Python Cable Cells

The interface for specifying cell morphologies with the distribution of ion channels and synapses is a key part of the user interface. Arbor will have an advanced and user-friendly interface for this, which is currently under construction.

To allow users to experiment will multi-compartment cells, we provide some helpers for generating cells with random morphologies, which are documented here.


These features will be deprecated once the morphology interface has been implemented.

make_cable_cell(seed, params)

Construct a branching cable_cell with a random morphology (via parameter seed) and synapse end points locations described by parameter params.

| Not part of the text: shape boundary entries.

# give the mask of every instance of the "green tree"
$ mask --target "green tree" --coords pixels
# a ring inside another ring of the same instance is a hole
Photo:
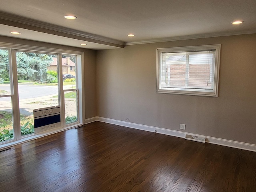
[[[17,52],[16,58],[18,79],[46,82],[47,67],[53,61],[51,56]]]

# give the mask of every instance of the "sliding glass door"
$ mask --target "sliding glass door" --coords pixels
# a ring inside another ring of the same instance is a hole
[[[0,147],[81,123],[77,75],[81,58],[0,48]]]

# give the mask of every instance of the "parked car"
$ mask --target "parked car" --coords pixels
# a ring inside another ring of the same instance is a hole
[[[63,80],[66,79],[71,79],[71,78],[76,78],[76,76],[74,76],[71,74],[65,74],[62,76]]]

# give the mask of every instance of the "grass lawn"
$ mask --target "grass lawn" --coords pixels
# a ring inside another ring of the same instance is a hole
[[[76,98],[76,93],[75,91],[70,92],[64,94],[65,98]],[[58,97],[58,96],[52,97]]]
[[[32,82],[31,81],[28,81],[26,80],[18,80],[18,83],[30,83]],[[4,84],[10,84],[10,81],[4,81]]]
[[[34,81],[27,81],[25,80],[18,80],[18,83],[33,83],[34,85],[48,85],[50,86],[57,86],[57,83],[37,83]],[[10,81],[5,81],[4,84],[10,84]],[[70,81],[65,82],[63,82],[63,85],[74,85],[74,88],[75,88],[76,82],[74,81]]]
[[[0,89],[0,94],[1,94],[2,93],[5,93],[7,92],[6,91],[5,91],[4,90],[1,90]]]
[[[25,124],[27,122],[34,124],[33,117],[21,114],[20,124]],[[6,129],[12,129],[12,113],[5,111],[0,111],[0,132],[4,128]]]

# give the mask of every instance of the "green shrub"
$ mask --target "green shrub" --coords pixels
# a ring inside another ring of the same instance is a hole
[[[68,124],[69,123],[72,123],[77,121],[77,117],[76,116],[73,116],[71,115],[71,116],[67,116],[66,118],[66,123]]]
[[[27,127],[29,125],[28,127]],[[34,126],[30,123],[29,122],[27,122],[24,125],[20,127],[21,135],[26,135],[31,133],[34,133],[35,129]],[[4,129],[0,132],[0,142],[6,141],[9,139],[13,138],[13,129],[8,130]]]

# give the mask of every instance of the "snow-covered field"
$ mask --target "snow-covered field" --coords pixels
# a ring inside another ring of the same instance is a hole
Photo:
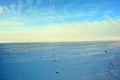
[[[120,41],[0,43],[0,80],[120,80]]]

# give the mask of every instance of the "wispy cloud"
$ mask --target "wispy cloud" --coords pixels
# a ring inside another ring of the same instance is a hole
[[[120,19],[101,22],[60,23],[19,31],[1,31],[8,41],[81,41],[120,39]],[[18,36],[19,35],[19,36]]]

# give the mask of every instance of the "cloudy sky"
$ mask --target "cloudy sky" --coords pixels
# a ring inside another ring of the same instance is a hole
[[[120,0],[0,0],[0,41],[120,40]]]

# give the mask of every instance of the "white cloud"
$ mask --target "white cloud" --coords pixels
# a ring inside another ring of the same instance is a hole
[[[60,23],[18,31],[1,31],[1,41],[120,40],[120,19],[101,22]]]

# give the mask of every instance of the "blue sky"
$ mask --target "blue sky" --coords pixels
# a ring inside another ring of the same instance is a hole
[[[118,39],[119,4],[120,0],[0,0],[1,41]]]

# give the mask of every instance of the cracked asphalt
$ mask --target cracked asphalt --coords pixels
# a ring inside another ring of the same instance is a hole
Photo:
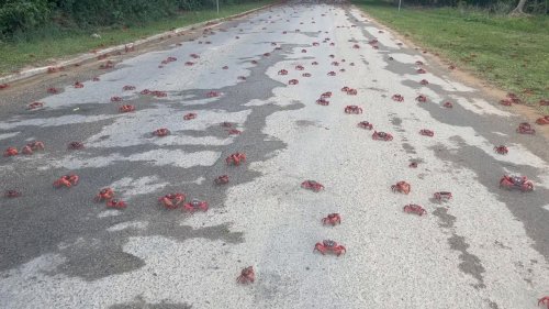
[[[45,144],[0,158],[0,189],[22,192],[0,199],[1,308],[517,309],[549,295],[548,141],[517,134],[520,117],[358,9],[290,2],[109,59],[0,91],[1,150]],[[329,104],[315,103],[326,91]],[[26,110],[34,101],[44,108]],[[363,112],[346,114],[351,104]],[[235,152],[247,161],[227,166]],[[79,184],[54,188],[66,174]],[[505,174],[535,190],[501,189]],[[307,179],[325,189],[302,189]],[[400,180],[410,195],[391,191]],[[105,187],[127,207],[94,202]],[[210,209],[167,210],[170,192]],[[341,224],[323,225],[333,212]],[[313,252],[327,239],[347,253]],[[239,285],[246,266],[256,282]]]

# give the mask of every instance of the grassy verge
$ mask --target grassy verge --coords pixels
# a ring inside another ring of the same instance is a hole
[[[527,103],[549,98],[549,18],[508,18],[457,8],[404,8],[354,0],[380,22]],[[547,110],[546,110],[547,111]]]
[[[181,27],[217,18],[229,16],[247,10],[260,8],[274,1],[260,0],[245,4],[222,5],[220,14],[214,9],[187,12],[181,15],[128,29],[100,29],[101,38],[91,37],[93,32],[58,32],[47,30],[48,35],[23,42],[0,43],[0,75],[21,69],[29,65],[47,65],[55,58],[130,43],[144,36],[154,35],[173,27]]]

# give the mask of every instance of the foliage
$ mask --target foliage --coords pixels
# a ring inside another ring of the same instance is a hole
[[[239,4],[253,0],[220,0]],[[56,26],[91,29],[135,25],[181,11],[213,8],[215,0],[0,0],[0,40],[29,37]]]
[[[549,98],[549,16],[512,18],[486,10],[411,8],[354,0],[370,15],[529,103]],[[546,110],[547,112],[547,110]]]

The soma has an area of 500 μm², a bulk resistivity of 100 Ω·cm, and the ion channel and synapse dynamics are described by a Hodgkin-Huxley (HH) mechanism. The default parameters of HH mechanisms are:

  • Na-conductance 0.12 S⋅cm⁻²,
  • K-conductance 0.036 S⋅cm⁻²,
  • passive conductance 0.0003 S⋅cm⁻², and
  • passive potential -54.3 mV

Each cable has a diameter of 1 μm, a bulk resistivity of 100 Ω·cm, and the ion channel and synapse dynamics are described by a passive/ leaky integrate-and-fire model with parameters:

  • passive conductance 0.001 S⋅cm⁻², and
  • resting potential -65 mV

Further, a spike detector is added at the soma with threshold 10 mV, and a synapse is added to the mid point of the first dendrite with an exponential synapse model:

  • time decaying constant 2 ms
  • resting potential 0 mV

Additional synapses are added based on the number of randomly generated cell_parameters.synapses on the cell.

  • seed – The seed is an integral value used to seed the random number generator, for which the arbor.cell_member.gid of the cell is a good default.
  • params – By default set to cell_parameters().
class cell_parameters
Parameters used to generate random cell morphologies. Where parameters must be given as ranges, the first value is at the soma, and the last value is used on the last level. Values at levels in between are found by linear interpolation.

The maximum depth of the branch structure (i.e., maximum number of levels in the cell (not including the soma)).


The length of the branch [μm], given as a range [l1, l2].


The number of randomly generated synapses on the cell.


The probability of a branch occuring, given as a range [p1, p2].


The compartment count on a branch, given as a range [n1, n2].